Re: [Ksummit-2013-discuss] When to push bug fixes to mainline

From: Ben Hutchings
Date: Tue Jul 16 2013 - 22:58:27 EST


On Tue, 2013-07-16 at 22:10 +0200, Willy Tarreau wrote:
> On Tue, Jul 16, 2013 at 03:43:09PM -0400, Steven Rostedt wrote:
> > On Tue, 2013-07-16 at 12:11 -0700, Greg Kroah-Hartman wrote:
> >
> > > People mark stable patches that way already today with a:
> > > Cc: stable <stable@xxxxxxxxxxxxxxx> # delay for 3.12-rc4
> > > or some such wording. I take those and don't apply them until the noted
> > > release happens, so you can do this if needed.
> >
> > I guess the thing is, are stable patches prone to regressions. Do we
> > just do that for patches that we think are too complex and may cause
> > some harm. Of course, there's the question about having a clue about
> > what patches might cause harm or not.
>
> We'd probably better switch the tag to be "# now" to imply that we don't
> want to delay them, and that by default those merged prior to rc4 are all
> postponed.

I think this might work.
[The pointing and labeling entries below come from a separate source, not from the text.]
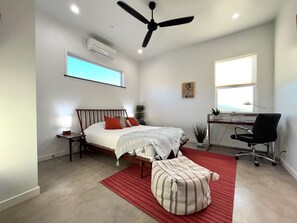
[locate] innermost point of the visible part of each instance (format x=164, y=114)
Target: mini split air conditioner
x=100, y=48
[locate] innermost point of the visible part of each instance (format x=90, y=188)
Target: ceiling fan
x=152, y=25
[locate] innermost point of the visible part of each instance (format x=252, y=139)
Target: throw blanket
x=163, y=140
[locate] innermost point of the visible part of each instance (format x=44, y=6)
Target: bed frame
x=88, y=117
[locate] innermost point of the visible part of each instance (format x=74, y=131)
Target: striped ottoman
x=181, y=186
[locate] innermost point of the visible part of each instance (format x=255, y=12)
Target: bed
x=97, y=138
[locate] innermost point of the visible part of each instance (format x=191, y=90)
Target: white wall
x=286, y=82
x=58, y=96
x=161, y=79
x=18, y=144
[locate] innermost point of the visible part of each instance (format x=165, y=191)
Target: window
x=86, y=70
x=235, y=82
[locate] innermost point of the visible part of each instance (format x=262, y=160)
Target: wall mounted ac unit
x=100, y=48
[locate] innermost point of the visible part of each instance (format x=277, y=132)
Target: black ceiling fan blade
x=130, y=10
x=175, y=22
x=147, y=38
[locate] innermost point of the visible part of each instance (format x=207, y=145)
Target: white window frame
x=254, y=84
x=68, y=53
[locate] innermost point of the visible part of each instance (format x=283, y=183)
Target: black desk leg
x=80, y=148
x=70, y=150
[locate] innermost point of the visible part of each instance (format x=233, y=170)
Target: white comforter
x=97, y=134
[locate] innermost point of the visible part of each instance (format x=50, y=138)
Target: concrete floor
x=71, y=192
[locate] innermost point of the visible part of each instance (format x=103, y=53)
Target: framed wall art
x=188, y=89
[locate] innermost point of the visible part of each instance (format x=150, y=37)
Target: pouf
x=181, y=186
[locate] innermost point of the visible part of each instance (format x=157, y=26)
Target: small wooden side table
x=72, y=138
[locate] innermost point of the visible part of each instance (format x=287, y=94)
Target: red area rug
x=128, y=185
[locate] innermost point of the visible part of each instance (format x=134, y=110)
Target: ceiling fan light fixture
x=151, y=24
x=235, y=15
x=140, y=51
x=74, y=8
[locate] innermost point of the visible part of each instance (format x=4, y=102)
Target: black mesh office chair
x=263, y=132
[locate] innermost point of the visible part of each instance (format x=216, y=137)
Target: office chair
x=263, y=132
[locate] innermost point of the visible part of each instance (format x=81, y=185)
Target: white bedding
x=97, y=134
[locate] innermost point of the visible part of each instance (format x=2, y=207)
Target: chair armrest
x=243, y=128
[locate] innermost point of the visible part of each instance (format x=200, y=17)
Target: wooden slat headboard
x=88, y=117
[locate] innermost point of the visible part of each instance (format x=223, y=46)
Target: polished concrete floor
x=71, y=192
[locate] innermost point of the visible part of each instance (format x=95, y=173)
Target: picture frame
x=188, y=90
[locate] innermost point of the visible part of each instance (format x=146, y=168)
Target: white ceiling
x=107, y=21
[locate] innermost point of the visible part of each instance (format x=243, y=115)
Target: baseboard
x=53, y=155
x=288, y=168
x=19, y=198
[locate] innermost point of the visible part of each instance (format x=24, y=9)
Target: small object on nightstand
x=71, y=138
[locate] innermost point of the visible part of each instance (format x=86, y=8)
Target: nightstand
x=72, y=138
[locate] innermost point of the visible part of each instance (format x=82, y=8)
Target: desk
x=228, y=119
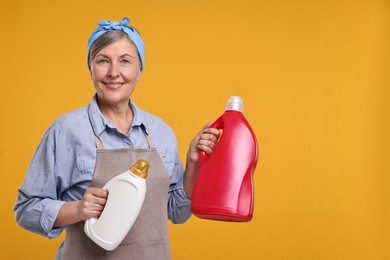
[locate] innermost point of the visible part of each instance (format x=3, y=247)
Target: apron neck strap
x=150, y=143
x=99, y=144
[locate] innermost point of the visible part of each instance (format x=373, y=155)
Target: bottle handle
x=218, y=124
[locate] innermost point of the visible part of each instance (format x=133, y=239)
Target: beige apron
x=148, y=238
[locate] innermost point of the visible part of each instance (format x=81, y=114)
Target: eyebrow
x=123, y=55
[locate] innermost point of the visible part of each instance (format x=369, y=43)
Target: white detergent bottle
x=126, y=193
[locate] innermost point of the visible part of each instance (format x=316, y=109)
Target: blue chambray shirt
x=63, y=164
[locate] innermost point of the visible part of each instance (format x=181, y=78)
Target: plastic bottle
x=126, y=193
x=224, y=188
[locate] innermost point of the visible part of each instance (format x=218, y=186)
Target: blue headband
x=105, y=26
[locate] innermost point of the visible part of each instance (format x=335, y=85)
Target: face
x=115, y=71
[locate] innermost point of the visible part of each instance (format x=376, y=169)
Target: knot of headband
x=105, y=26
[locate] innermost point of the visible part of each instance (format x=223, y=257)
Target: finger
x=205, y=148
x=209, y=137
x=207, y=143
x=212, y=131
x=98, y=192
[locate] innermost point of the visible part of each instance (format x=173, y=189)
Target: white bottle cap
x=235, y=103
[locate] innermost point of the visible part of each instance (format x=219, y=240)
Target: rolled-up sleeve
x=37, y=204
x=178, y=202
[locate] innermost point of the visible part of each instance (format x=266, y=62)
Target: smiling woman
x=115, y=71
x=85, y=148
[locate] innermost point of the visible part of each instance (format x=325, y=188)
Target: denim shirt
x=63, y=164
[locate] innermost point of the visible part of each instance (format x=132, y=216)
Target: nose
x=113, y=70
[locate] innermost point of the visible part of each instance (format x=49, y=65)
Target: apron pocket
x=156, y=250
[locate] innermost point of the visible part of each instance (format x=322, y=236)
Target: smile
x=113, y=85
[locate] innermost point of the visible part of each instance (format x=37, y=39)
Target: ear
x=139, y=75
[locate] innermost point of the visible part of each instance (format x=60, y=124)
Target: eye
x=125, y=61
x=101, y=61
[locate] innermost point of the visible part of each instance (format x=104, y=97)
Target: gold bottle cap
x=140, y=168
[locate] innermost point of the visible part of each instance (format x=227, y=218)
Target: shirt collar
x=100, y=123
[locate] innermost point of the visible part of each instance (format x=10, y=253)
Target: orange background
x=314, y=77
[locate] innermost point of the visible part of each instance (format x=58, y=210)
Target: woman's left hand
x=206, y=140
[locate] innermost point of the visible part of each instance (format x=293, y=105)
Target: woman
x=86, y=147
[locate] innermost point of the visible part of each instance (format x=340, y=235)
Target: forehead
x=120, y=46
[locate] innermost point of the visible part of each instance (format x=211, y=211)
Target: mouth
x=113, y=85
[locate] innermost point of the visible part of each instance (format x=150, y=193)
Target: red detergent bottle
x=224, y=188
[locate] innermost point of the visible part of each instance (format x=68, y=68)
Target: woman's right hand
x=92, y=204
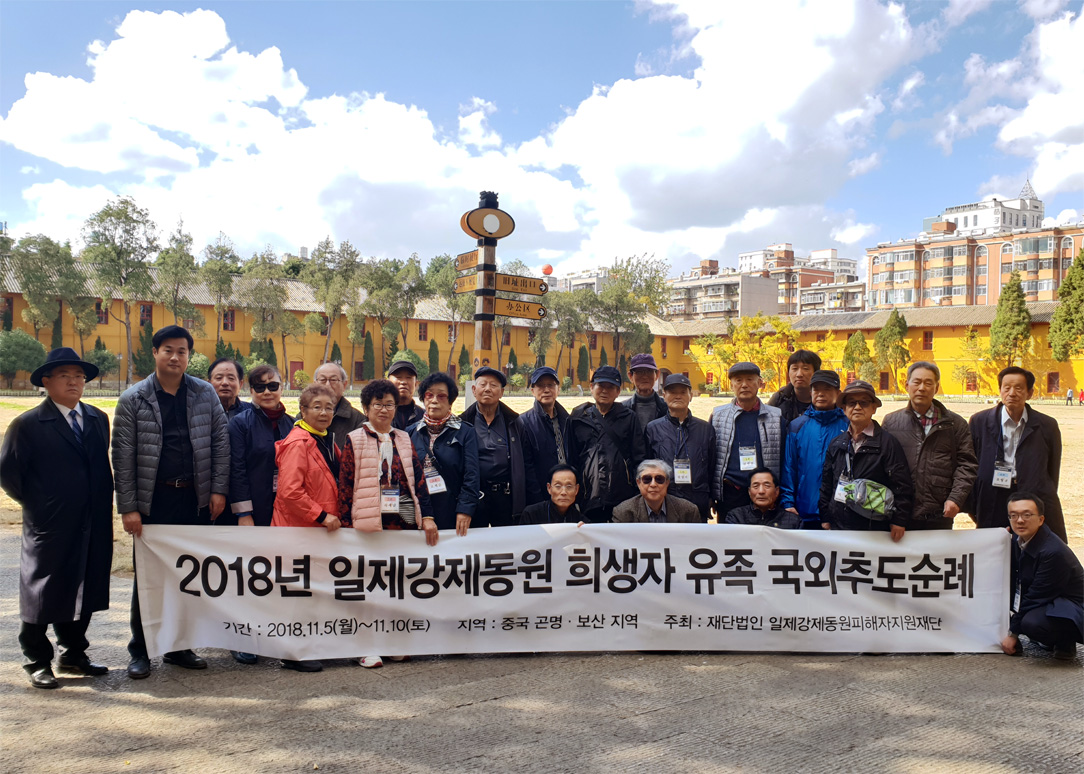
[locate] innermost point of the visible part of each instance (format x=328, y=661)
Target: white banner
x=304, y=593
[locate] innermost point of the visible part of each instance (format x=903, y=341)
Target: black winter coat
x=540, y=448
x=455, y=454
x=516, y=449
x=1050, y=578
x=66, y=492
x=881, y=460
x=942, y=463
x=606, y=451
x=663, y=437
x=1037, y=463
x=252, y=465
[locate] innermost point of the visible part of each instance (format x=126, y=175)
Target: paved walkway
x=576, y=712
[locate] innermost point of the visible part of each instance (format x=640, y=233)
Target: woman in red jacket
x=308, y=464
x=382, y=482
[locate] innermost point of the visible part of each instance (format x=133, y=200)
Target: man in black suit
x=1019, y=450
x=55, y=464
x=1047, y=583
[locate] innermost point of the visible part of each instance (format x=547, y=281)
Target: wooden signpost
x=487, y=223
I definitely agree that most fixes aren't
worth the risk of allowing into a stable release that quickly, so it's
the right default.

> I suspect that the switching could be mostly automated this way,
> avoiding to add burden to Greg :
>
> - if commit ID >= -rc4
> move to immediate queue, it's a "critical" fix as per Linus' rules
>
> - if Cc: stable line has "now" at the end, move to immediate queue as
> the maintainer takes this reponsibility ;
>
> - otherwise move to the next .2 queue.

I can't speak for Greg, but that seems reasonably easy to implement.
(Which I would have to do, as I was unable to reuse Greg's scripts.)

Ben.

--
Ben Hutchings
Humans are not rational beings; they are rationalising beings.